332 .format(name, obj)) from None
333 return obj, parent
AttributeError: Can't get attribute 'Star_Destroyer' on <module '__main__'>
Unfortunately while it is more efficient, “joblib.dump() and joblib.load() are based on the Python pickle serialization model”. We won’t find our solution here.
Dill#
In the shadows of the stack overflow replies, you’ll see references to dill. I’m usually reluctant to add other dependencies, but was desperate enough to give this a try. I was particularly encouraged by their description:
In addition to pickling python objects, dill provides the ability to save the state of an interpreter session in a single command. Hence, it would be feasable to save an interpreter session, close the interpreter, ship the pickled file to another computer, open a new interpreter, unpickle the session and thus continue from the ‘saved’ state of the original interpreter session.

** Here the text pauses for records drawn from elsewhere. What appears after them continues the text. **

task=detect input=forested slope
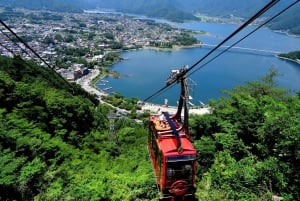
[192,70,300,201]
[0,57,300,201]
[0,57,156,200]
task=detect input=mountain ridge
[0,0,300,35]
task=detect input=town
[0,8,201,81]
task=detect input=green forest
[0,57,300,201]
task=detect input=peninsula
[278,50,300,64]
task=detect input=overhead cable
[0,19,73,88]
[189,0,300,76]
[144,0,280,102]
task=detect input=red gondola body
[148,68,197,201]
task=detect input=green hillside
[0,57,156,200]
[0,57,300,201]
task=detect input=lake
[96,22,300,105]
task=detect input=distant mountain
[0,0,83,12]
[0,0,300,34]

dill can be used to store python objects to a file, but the primary usage is to send python objects across the network as a byte stream. dill is quite flexible, and allows arbitrary user defined classes and functions to be serialized.
import dill
with open("setup/thing.dill", "rb") as f:
sd = dill.load(f)
print(sd.ammo)
99
That’s what we wanted to see! We can import the Star_Destroyer
object and it even has the state it had when it was exported (we’d fired the laser once).
Conclusion#
Is there a better way to do this? I’m all ears.
If I had players submit whole .py
files, we still have dependency challenges.
I think the “best” solution would probably be to have the players expose an API that I can query to compare the models. However, this requires a bit more development from the players and increases the barrier to entry.